Behind makeshift barriers along Pennsylvania Avenue, construction workers were transforming the Old Post Office Pavilion into the luxury Trump International Hotel.
“He doesn’t like the Hispanic people,” said Alex Jimenez, an Uber driver who moved from Bolivia 15 years ago and brought his two children, ages 11 and 6, to the protest from their home 50 miles away in Fredericksburg, Va. “I want to let them know how the world is.”
When he announced his plans to seek the Republican presidential nomination last month, Trump characterized some illegal Mexican immigrants as drug dealers and rapists, prompting an outcry of protest across the country — notable even for a mogul whose celebrity persona has long centered on his brash comments.
Some longtime business partners, including NBC and Macy's, severed ties. Celebrity chef José Andrés, who has a lease to open a restaurant in the lobby of the hotel, announced that he's backing out. Chef Geoffrey Zakarian said Thursday that he also will cancel plans to open a restaurant in the hotel. Zakarian, according to a Trump spokeswoman, had put down a nonrefundable $490,167 deposit to secure his lease.
D.C. Council member David Grosso (I-At Large) said at Thursday’s rally that the city should demand that Trump abandon the project.
But a spokeswoman for the General Services Administration, which manages the project, said Trump had not violated his lease, and members of Congress had not raised concerns with the agency. “We haven’t gotten any complaints,” said agency spokeswoman Mafara Hobson.
And that huge Trump sign? Hobson said that’s no more than a standard temporary construction sign.
Just last year, city leaders welcomed the controversial figure to the District.
Trump’s company, the Trump Organization, beat out a slew of competitors for the Old Post Office deal after he and his daughter, Ivanka, committed to spend $200 million to turn the 1890s-era building into a luxury hotel.
After agreeing to terms on a 60-year lease with the GSA, the Trump Organization furthered its commitment, agreeing to put up $42 million of its own money.
Things were going swimmingly. The company broke ground two years ago — posing for dozens of photos at a ceremony with top city officials — and construction has stayed well ahead of schedule. In recent weeks, workers have been building a 14,000-square-foot ballroom, installing a tempered glass skylight that covers nearly half an acre, preserving windows and erecting a grand platform for what was supposed to be a destination restaurant by Andrés.
“Donald Trump’s recent statements disparaging immigrants make it impossible for my company and I to move forward with opening a successful Spanish restaurant in Trump International’s upcoming hotel in Washington, D.C.,” Andrés wrote in a statement.
Trump’s golf business has also taken a serious hit. The PGA of America pulled its Grand Slam of Golf tournament from Trump’s course in Los Angeles, which had been scheduled for Oct. 20-21.
A much bigger loss for Trump and his family would come if the PGA were to also pull the 2017 Senior PGA Championship, scheduled on his course along the Potomac River in Loudoun County.
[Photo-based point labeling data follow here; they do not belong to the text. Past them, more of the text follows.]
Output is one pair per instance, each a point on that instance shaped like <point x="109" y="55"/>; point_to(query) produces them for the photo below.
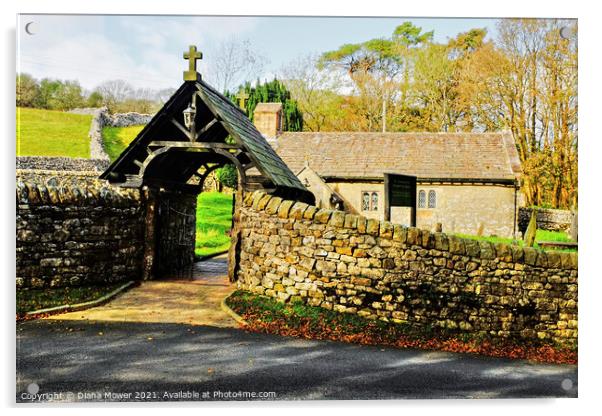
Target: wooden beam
<point x="181" y="128"/>
<point x="204" y="129"/>
<point x="164" y="183"/>
<point x="193" y="145"/>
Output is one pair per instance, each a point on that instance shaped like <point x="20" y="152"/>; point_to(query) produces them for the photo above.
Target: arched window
<point x="421" y="199"/>
<point x="432" y="199"/>
<point x="374" y="201"/>
<point x="365" y="201"/>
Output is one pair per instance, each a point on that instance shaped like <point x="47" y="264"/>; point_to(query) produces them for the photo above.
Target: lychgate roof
<point x="480" y="156"/>
<point x="165" y="154"/>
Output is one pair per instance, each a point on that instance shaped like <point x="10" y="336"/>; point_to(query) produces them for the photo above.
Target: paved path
<point x="71" y="356"/>
<point x="171" y="337"/>
<point x="194" y="302"/>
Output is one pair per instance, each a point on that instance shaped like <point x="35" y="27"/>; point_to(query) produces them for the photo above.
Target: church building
<point x="465" y="183"/>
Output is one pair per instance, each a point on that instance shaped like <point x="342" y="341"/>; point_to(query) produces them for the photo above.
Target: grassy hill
<point x="213" y="221"/>
<point x="52" y="133"/>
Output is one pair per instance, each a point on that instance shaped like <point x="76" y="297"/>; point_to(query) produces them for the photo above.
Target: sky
<point x="146" y="51"/>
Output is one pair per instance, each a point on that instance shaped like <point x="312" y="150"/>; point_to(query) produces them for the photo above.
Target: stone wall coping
<point x="50" y="172"/>
<point x="260" y="201"/>
<point x="33" y="193"/>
Late last month, Trump and PGA officials unveiled $25 million in improvements at the course.
“There’s a reason we’re doing these events with Donald Trump,” said Peter P. Bevacqua, chief executive of PGA of America said at the time. “It’s because he believes in the game. He creates really just masterworks of golf courses and golf properties.”
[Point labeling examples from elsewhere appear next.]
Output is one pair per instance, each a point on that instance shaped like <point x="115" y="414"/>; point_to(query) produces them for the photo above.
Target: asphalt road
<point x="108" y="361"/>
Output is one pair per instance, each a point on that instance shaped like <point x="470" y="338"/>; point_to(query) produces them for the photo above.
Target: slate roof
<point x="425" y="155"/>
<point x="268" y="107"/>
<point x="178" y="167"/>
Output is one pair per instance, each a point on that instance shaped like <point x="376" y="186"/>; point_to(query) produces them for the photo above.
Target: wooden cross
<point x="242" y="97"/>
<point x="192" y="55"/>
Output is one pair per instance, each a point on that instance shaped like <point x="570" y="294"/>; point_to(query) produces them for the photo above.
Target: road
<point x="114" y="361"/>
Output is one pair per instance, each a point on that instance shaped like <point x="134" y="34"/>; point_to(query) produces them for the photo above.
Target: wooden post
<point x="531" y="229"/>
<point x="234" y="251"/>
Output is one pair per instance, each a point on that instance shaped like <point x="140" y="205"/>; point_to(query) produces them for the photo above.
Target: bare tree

So far there has been no change. “Going forward, we will continue to make decisions based on a strong commitment to diversity and inclusion,” the PGA said in a statement.
On Thursday, dozens of protesters called the Old Post Office Pavilion “the people’s building.” They carried signs stating that immigrants “are not rapists” and chanted in English and Spanish, “Donald Trump has got to go.” One banner said: “We the people declare Donald Trump morally bankrupt.”
“I’m concerned that [youths] are watching racism become the new normal,” said Catalina Talero, executive director of the nonprofit organization One World Youth Project. “This is a building, but it’s also a historic landmark. The idea of Trump acquiring it is deeply offensive.”
Lorena Rodriguez, a housekeeper at a District hotel, took the day off work to attend the protest.
“I’m a resident now, but I think about everyone else,” said Rodriguez, who left El Salvador about 20 years ago. “I don’t want his discrimination.”
Trump still has some local support. Near the rally Thursday, a handful of Trump backers criticized undocumented immigrants.
An Advisory Neighborhood Commissioner who oversees the downtown strip where the hotel is located said that Trump is an effective businessman who will bring economic benefit to the District.
“I wish he could recant on his words,” said commissioner John Tinpe. “I think the neighborhood has something to gain. He’s a good businessman. Unfortunately, his words were a poor choice.”